Tim Tiegs, a Bachelor of Education instructor in Technological Studies, highlights the importance of various teaching methods, including inclusion and accessibility for all students, differentiated instruction, and parent-teacher relationships and interviews. In the following video, Tim demonstrates the importance of building community in the classroom. He does this by having each preservice teacher in the room go around and state the name of the person to their right, along with a teaching strength.
Direct Instruction on Importance of Body Language
Within traditional literacy, written symbols communicate meaning, whereas body language can convey meaning through various channels such as facial expression, eye contact, posture, gesture, and appearance (Provenzo, Lipsky & Goodwin, 2011). In the following video, Tim introduces the importance of body language as a teacher. He does this by providing an example of how your body language can send both positive and negative messages during a parent-teacher interview. The universality of body language cues shows that literacy of nonverbal communication crosses cultural, geographic, and social class boundaries (Provenzo, Lipsky & Goodwin, 2011). According to Provenzo et al., (2011), “we must insist students become literate in reading body language so that they can successfully negotiate the vital channels of nonverbal communication, detecting deceptions and accurately conveying meanings that lead to both personal and professional success” (p. 135).
Direct Instruction on Parent-Teacher Role Play
In the following video, Tim sets up an activity where students complete mock parent-teacher interviews. Preservice teachers have the opportunity to hold the role of both teacher and parent. According to Fung and Ma (2015), role-playing encourages student engagement, promotes active learning, and supports higher-order thinking skills. Moreover, role-play helps students learn to approach things from new angles. When students realize that their environment can influence their learning, “theory becomes reflective practice” (The New London Group, 1996, p. 87) because this awareness can guide them through navigating different situations.

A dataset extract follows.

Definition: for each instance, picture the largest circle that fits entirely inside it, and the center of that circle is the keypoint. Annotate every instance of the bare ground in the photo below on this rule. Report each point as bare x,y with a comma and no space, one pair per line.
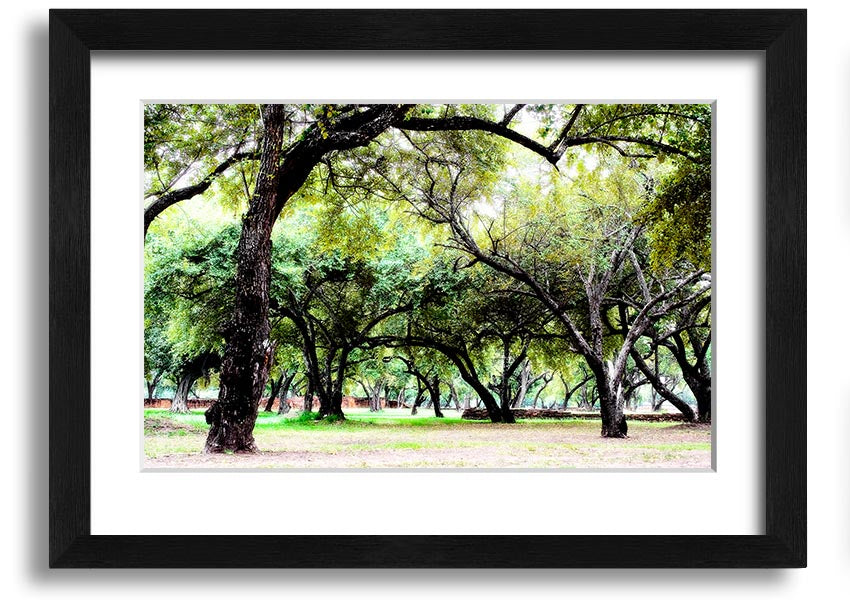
531,444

Disabled Students’ Perspectives
A multiliteracies approach recognizes students as “agentive, resourceful and creative meaning-makers,” which is valuable for students of all abilities to take control of what and how they best receive and create knowledge (Hitt, 2012, p. 3). In this video, preservice teachers discuss the possibilities of using the perspective of students with disabilities to offer innovative knowledge to redesign inclusive spaces within schools and the community. This approach would allow students to take their own experiences with accessibility, not only into the classroom but into their futures.

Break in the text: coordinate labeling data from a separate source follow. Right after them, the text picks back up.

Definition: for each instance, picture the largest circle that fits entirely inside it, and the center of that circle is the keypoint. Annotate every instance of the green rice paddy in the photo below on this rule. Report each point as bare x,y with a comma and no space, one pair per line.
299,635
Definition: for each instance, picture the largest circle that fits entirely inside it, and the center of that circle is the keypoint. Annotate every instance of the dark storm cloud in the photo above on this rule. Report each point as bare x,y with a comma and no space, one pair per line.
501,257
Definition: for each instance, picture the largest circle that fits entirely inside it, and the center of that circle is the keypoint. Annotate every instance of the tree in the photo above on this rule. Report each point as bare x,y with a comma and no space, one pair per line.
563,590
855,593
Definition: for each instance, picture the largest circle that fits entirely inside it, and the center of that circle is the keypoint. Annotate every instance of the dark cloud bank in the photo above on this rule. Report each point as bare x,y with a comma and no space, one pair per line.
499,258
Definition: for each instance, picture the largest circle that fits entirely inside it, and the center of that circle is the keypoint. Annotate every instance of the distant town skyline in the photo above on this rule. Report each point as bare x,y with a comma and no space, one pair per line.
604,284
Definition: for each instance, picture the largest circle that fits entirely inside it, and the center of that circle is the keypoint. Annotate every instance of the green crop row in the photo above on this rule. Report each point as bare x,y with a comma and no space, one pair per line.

In this video, Tim discusses with his class around finding accommodations and modifications for any student to participate in any class. Without direct attention to disability and careful consideration of how individuals with learning difficulties acquire knowledge and learn, students will not be successful. Preservice teachers offer opinions on how different online simulators can be provided for students who cannot physically be in class or traditionally complete a task. According to Tim, there should be no reason for a child not to take a class. A more accessible multiliteracies pedagogy provides multiple and flexible options for all students, including those who may be constrained to particular modalities or have preferred learning styles (Hitt, 2012). The strategies and technologies we use as educators will assist these individuals. Moreover, it is essential to recognize the modality of these learners and use flexible and practical approaches to accommodate these differences, which is now more particularly attainable with technological advancements.
Student Wheelchair Accessibility
In the following video, Tim provides the group with a difficult scenario where a student who has paraplegia and uses a wheelchair wants to take grade 9 integrated technology. However, the department head does not believe this student can take the class because of his disability. It is up to this group of preservice teachers to argue why they think this student should be given the opportunity to take the class. According to Henderson (2004), “students’ strengths, what they can do, are the starting points for successful [literacy] learning. And in a world where we so often focus on deficits, a focus on strengths is not always that easy” (p. 11). While the idea of working from students’ strengths sounds positive in theory, it relies on teachers being able to “see” such strengths. Moreover, teachers need to be able to identify differences and to think positively about it, which is exactly what Tim’s discussion is meant to elicit within this group of preservice teachers.
Students’ Homelife Discussed in Parent-Teacher Interview
Understanding the student’s home life provides a context for the student’s academic performance and classroom behaviour. In the following video, Tim highlights the importance of understanding the homelife of a child, particularly for those students who may be at risk. Tim uses the term “parent away from home” to describe the role that teachers should be taking on.
“What if” in Parent-Teacher Interviews
Parents’ and teachers’ belief in their students’ academic skills and potential is integral to student success. It is linked to students’ beliefs about their ability, attitude towards school, and academic achievement (Fiarman, 2016). Examining unconscious bias is imperative to improving educational outcomes. In the following video, a preservice teacher uses the term “what if” to describe how parents and teachers should put aside any preconceived biases towards previous teacher or school experiences in order to create greater opportunities for success for their child.